Venerdì 26 ottobre è stato proclamato lo sciopero generale nazionale di 24 ore dalla CUB e dai sindacati di base. Sono previste due manifestazioni nazionali: una a Torino, con il movimento No Tav, e una a Taranto con gli operai dell’Ilva e i comitati dei cittadini che si battono per la salute e la salubrità della loro terra. Sono state organizzate anche varie manifestazioni in tutte le principali piazze italiane. Si fermeranno i trasporti pubblici e privati. Lo sciopero è stato indetto per la totale abolizione della Legge Fornero, del jobs act, della cosiddetta legge sulla “buona scuola“. Per lo sblocco totale delle assunzioni nel pubblico impiego, per lo stanziamento economico per il rinnovo di tutti i contratti di lavoro pubblico.
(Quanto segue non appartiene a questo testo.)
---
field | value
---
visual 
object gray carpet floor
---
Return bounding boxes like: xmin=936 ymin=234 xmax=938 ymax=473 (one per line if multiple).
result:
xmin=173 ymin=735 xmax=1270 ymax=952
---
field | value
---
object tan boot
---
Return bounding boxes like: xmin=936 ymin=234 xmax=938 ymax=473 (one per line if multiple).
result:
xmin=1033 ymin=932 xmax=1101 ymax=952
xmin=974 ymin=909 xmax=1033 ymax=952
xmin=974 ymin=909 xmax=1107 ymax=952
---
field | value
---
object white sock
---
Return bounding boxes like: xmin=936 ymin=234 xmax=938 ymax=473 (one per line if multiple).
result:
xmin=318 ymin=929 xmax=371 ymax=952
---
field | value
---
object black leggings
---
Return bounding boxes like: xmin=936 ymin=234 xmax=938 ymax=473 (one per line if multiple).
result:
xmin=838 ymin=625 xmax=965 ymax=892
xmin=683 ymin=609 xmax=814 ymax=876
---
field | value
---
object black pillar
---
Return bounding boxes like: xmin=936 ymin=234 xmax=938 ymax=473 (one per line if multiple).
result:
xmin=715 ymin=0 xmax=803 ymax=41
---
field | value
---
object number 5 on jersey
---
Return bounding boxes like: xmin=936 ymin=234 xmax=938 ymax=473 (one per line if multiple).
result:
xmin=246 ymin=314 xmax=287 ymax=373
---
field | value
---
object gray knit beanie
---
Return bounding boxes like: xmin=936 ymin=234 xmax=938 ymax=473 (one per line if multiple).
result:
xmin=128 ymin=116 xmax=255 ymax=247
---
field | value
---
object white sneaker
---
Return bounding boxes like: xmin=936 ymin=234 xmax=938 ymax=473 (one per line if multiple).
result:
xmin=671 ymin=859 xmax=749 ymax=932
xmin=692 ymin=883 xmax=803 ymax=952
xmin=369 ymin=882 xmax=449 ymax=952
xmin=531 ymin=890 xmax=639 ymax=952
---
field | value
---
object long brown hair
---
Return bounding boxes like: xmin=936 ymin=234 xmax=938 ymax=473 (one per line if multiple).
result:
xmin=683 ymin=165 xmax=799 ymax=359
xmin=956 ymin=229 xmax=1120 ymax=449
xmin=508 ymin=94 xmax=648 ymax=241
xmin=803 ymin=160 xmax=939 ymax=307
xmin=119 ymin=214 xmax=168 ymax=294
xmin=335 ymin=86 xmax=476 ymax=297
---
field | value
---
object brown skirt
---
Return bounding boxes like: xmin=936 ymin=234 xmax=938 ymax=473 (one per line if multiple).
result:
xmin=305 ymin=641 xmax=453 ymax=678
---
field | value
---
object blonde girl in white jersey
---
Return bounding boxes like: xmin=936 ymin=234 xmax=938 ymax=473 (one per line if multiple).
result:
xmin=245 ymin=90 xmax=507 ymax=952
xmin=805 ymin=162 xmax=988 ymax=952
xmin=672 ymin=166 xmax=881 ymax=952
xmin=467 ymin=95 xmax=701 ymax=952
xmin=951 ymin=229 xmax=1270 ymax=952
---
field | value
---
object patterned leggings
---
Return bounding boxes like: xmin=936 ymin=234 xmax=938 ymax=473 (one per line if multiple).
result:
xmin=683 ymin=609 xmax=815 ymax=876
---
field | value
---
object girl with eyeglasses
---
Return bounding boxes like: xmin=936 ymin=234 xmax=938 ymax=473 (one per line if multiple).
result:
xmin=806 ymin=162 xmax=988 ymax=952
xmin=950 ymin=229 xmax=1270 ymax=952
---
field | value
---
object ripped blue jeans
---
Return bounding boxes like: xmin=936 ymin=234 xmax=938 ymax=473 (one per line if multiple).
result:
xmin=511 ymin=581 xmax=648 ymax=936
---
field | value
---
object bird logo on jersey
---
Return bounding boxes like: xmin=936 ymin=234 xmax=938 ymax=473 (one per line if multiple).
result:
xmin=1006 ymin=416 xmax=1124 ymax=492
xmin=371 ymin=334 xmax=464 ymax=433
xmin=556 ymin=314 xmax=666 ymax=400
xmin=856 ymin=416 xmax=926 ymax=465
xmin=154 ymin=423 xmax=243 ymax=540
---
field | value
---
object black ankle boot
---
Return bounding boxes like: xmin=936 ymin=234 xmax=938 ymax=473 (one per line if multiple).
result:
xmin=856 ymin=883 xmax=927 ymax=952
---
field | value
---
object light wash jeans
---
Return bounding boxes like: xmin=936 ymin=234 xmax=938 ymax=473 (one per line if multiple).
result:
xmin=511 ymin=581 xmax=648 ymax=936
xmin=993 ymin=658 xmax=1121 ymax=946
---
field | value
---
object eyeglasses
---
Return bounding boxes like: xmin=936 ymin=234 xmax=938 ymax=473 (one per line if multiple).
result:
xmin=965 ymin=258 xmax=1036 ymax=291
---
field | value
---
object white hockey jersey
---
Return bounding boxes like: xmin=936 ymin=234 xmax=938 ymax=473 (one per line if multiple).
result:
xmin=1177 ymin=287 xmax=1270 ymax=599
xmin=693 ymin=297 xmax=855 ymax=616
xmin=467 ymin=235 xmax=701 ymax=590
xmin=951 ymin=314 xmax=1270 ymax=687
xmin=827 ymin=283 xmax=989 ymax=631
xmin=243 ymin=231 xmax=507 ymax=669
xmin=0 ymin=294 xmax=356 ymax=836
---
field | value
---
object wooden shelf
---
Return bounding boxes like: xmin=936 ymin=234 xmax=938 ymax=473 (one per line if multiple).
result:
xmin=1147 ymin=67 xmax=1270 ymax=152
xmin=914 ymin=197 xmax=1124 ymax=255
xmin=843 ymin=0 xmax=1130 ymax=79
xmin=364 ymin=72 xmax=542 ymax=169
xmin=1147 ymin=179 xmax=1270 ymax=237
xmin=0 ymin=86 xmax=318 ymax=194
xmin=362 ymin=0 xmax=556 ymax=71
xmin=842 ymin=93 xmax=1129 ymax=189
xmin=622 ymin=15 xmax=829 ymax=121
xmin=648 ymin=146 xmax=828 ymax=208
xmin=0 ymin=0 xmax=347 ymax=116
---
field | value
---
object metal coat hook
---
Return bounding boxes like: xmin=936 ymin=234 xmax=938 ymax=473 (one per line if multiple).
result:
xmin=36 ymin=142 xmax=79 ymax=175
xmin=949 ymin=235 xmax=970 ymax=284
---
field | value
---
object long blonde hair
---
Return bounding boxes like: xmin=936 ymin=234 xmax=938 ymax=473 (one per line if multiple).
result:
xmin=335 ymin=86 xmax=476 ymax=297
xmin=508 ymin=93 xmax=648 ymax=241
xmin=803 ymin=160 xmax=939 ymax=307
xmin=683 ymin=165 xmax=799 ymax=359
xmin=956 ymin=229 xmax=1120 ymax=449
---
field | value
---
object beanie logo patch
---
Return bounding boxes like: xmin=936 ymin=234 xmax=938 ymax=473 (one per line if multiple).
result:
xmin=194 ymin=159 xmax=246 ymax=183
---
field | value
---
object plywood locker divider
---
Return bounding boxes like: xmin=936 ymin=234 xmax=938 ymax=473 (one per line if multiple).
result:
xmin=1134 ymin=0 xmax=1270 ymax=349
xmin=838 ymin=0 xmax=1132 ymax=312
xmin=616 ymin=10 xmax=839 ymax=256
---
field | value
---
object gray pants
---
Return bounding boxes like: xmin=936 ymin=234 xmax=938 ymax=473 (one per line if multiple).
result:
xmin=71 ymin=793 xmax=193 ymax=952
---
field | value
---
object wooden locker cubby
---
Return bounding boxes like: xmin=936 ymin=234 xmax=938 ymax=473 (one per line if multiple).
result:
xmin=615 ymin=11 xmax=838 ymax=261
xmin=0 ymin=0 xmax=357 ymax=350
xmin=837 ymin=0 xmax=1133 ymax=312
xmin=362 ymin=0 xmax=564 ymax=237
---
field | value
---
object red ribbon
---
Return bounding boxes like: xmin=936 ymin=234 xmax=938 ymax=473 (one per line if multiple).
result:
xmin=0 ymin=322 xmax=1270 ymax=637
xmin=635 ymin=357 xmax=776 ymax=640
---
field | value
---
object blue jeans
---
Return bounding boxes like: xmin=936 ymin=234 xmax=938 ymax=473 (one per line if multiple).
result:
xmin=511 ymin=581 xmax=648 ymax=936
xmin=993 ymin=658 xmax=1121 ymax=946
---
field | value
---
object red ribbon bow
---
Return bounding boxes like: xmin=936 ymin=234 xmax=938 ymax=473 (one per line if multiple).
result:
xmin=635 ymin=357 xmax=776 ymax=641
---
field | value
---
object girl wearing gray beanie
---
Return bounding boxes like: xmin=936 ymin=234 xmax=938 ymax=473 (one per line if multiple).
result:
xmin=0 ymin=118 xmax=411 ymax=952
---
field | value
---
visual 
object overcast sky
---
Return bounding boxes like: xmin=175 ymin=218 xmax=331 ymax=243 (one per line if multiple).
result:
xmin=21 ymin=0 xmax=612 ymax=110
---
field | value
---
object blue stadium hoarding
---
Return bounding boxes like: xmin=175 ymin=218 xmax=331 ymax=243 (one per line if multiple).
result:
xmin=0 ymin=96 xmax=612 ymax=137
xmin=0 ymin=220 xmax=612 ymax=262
«Scioperiamo contro le guerre, le spese militari e le finte missioni di pace. Scioperiamo per l’ambiente e per il recupero delle infrastrutture. No alla TAV e alle grandi opere inutili», comunica in una nota la CUB del Veneto, che scenderà in piazza anche per rivendicare sicurezza nei posti di lavoro e per un piano straordinario di assunzioni in sanità, scuola e enti pubblici. «Rivendichiamo inoltre libere elezioni dei delegati sindacali: no agli accordi che limitano il diritto di sciopero, per la libera rappresentanza dei lavoratori in tutti gli enti e aziende».